Era un Vespa inedito, quello modello 1996: un insetto superaccessoriato, con molti più nei e molte più domande di oggi. Pareva quasi un giornalista. Mostrava financo di conoscere qualche fatto. E chiedeva conto dei conti, dei prestanomi personali Tradati e Raggio del tutto estranei al partito, delle ruberie, degli arricchimenti. Parlava di Tangentopoli citando le tangenti: roba da matti, oggi infatti ha smesso. Craxi provava a giustificarsi con la scusa dei “costi esorbitanti dei partiti” e della “legge ipocrita sul finanziamento p u bbl i c o ” e l’insetto l’incalzava: “Perché non l’avete cambiata? Che dovevano fare i giudici, visto che violavate le vostre leggi? Possibile che decine di giudici si siano messi d’accordo per perseguitarla”. In studio, sconvolto, Cicchitto rinunciava alla litania sulla persecuzione dell’innocente, visto che l’innocente aveva appena confessato tutto. E, uscito fuori copione, delirava: “Perché Craxi è stato condannato e Occhetto e Scalfaro no?”. L’idea che Occhetto e Scalfaro non rubassero, non si facessero portare le mazzette sul letto, non avessero conti personali in Svizzera per comprarsi case e aerei privati o regalare ville e alberghi al fratello e all’amante, non lo sfiora. Per lui, vero garantista, la giustizia giusta deve condannare tutti i politici a prescindere dai reati e dalle prove, oppure assolverli tutti.
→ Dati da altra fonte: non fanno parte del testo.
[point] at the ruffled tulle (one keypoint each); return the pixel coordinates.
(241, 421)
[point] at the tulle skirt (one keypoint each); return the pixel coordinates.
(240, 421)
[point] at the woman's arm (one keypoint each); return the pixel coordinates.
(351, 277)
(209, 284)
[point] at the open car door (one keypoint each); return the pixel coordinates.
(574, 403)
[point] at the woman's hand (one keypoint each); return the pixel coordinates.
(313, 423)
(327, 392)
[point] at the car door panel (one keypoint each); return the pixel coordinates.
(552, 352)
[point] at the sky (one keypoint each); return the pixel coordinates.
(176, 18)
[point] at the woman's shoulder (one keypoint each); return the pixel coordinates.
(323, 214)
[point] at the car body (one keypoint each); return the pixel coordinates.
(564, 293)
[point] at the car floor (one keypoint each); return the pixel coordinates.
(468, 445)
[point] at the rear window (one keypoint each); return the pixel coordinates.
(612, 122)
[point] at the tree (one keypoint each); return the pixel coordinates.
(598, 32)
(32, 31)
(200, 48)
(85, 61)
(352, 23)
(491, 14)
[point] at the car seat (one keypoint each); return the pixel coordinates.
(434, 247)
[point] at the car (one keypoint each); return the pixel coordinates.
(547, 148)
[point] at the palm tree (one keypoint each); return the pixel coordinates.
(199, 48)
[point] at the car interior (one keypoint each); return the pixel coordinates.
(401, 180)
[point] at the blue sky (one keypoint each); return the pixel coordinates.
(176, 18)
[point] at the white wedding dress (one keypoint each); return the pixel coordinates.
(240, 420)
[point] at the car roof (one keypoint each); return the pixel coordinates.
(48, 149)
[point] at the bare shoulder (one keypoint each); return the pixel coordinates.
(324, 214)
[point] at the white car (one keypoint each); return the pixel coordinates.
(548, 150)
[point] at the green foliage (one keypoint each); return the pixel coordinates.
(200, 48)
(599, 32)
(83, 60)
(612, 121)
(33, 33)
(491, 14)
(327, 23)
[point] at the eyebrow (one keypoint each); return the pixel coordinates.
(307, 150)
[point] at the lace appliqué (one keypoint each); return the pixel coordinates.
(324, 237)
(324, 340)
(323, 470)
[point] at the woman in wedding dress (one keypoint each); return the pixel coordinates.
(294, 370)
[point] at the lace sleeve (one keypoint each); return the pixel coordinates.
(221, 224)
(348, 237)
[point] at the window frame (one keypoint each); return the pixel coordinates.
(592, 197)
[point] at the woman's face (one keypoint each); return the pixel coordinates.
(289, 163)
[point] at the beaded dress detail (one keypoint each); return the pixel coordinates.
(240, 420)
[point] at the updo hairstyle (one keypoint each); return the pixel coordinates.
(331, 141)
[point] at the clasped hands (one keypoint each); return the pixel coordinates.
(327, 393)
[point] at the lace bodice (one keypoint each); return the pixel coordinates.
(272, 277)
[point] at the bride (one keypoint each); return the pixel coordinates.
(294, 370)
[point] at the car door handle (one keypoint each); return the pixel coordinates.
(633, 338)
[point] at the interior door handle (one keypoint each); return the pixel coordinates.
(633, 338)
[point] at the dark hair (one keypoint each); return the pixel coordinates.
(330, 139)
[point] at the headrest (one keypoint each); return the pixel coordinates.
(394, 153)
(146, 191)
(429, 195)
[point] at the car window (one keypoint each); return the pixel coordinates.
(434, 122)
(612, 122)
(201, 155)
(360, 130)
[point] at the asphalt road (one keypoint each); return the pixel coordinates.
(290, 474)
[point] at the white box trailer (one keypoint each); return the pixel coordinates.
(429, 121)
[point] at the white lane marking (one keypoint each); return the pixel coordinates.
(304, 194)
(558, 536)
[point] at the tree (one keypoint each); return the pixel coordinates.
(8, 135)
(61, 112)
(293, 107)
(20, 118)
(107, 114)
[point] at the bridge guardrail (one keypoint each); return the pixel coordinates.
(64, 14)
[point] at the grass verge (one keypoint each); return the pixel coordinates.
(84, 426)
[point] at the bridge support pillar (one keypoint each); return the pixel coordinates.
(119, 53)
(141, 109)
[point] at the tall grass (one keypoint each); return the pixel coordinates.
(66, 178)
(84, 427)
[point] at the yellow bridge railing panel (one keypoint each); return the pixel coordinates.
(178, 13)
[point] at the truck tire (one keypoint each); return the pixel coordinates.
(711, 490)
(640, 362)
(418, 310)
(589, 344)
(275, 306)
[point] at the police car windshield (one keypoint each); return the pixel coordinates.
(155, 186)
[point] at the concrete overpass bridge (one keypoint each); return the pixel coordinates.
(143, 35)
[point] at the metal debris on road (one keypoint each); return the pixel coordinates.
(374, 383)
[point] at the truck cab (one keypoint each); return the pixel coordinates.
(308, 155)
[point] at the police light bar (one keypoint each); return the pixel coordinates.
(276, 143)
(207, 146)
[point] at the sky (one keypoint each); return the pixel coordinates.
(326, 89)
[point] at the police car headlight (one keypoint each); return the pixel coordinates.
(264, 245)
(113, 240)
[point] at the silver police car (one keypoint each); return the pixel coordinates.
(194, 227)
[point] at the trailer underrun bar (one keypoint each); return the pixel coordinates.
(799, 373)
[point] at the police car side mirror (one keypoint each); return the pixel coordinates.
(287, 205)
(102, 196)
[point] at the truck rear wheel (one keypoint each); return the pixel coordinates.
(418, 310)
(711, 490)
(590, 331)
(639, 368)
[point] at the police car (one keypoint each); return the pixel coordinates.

C’era anche il piccolo Bobo, ma quando il dipietrista Donadi gli ha ricordato i versamenti che papà faceva per lui dai conti delle tangenti (80 milioni per affittargli un villino a Saint Tropez) è letteralmente evaporato. E c’era pure Nick Latorre che, nonostante la faccia e le intercettazioni Unipol, i vertici del Pd continuano a mandare in tv per perdere qualche altro voto. Pure lui, come tutti i politici della casta che partecipano alla beatificazione di San Bottino, lacrimava sincera sofferenza per la grave ingiustizia subìta da Craxi visto che rubavano tutti. Questa gente non si rende nemmeno conto del danno che fa innanzitutto a se stessa. Vedendo un politico che piange per le condanne di un ladro reo confesso e dice che erano tutti come lui, qualcuno potrebbe porsi una domanda semplice semplice: scusa, tesoro, ma hai rubato anche tu.